Computer simulation of virtual cathode oscillations

Abstract

The dynamics of relativistic electron beam and the oscillations of the virtual cathode in the vircator (virtual cathode oscillator) have been investigated by electrostatic particle-in-cell computer simulations. A specially developed PIC (particle-in-cell) computer code is employed in this study. In the diode region, cathode to anode, the solid electron beam is modeled by one-dimensional sheets for simplicity. In the drift tube region the potential at the center line is obtained by solving the Poisson’s equation analytically in the radial direction and via PIC simulation in the axial direction. The electron beam in the drift tube region is modeled as a solid and uniform beam of constant radius equal to the cathode radius.
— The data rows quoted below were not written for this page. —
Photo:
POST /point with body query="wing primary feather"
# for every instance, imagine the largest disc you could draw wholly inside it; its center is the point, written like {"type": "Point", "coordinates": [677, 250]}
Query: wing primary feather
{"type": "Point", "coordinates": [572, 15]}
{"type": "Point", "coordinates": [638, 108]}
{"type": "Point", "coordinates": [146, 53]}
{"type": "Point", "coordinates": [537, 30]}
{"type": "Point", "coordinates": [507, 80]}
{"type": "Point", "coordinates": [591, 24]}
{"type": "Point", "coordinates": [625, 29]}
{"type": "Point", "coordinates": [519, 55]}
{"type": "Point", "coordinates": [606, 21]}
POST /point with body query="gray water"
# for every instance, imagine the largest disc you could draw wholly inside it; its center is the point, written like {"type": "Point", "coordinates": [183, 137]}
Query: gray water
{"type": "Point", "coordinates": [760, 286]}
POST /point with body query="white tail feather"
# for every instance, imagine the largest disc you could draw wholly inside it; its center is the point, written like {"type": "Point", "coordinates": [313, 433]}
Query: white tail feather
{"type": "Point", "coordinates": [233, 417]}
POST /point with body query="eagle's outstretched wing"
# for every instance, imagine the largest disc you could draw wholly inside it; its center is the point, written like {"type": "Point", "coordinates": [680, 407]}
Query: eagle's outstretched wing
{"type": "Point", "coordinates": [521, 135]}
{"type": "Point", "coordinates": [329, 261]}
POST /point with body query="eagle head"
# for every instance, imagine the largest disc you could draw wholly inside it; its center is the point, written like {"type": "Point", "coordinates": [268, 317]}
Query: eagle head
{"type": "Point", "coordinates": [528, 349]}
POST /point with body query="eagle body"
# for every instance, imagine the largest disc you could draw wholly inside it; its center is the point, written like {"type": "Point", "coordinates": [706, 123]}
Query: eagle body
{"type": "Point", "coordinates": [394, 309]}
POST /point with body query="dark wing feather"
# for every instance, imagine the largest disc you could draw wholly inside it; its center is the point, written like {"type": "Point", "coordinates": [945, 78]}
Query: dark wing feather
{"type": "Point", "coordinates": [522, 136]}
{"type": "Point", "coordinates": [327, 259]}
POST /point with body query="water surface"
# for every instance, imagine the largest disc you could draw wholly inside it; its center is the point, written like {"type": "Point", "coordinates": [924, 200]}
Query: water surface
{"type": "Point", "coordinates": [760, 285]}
The simulation results show that the potential minimum in the drift tube region oscillates at broad-band frequencies. The injected electron beam in the diode region is found to be modulated by the bunched reflex electrons. The oscillation frequency of the potential minimum in the drift tube region is found to have strong dependence on the transit time of the electrons between the real cathode and the virtual cathode, and it scales inversely proportional to the cathode to anode distance. The effect of applied voltage, injected current, cathode-to-anode distance, and beam radius on the oscillation frequency has also been studied. The results are compared with predictions of theoretical and empirical formulas. The potential minimum is found to oscillate at a single constant frequency when the reflected electrons are not allowed to enter the diode region.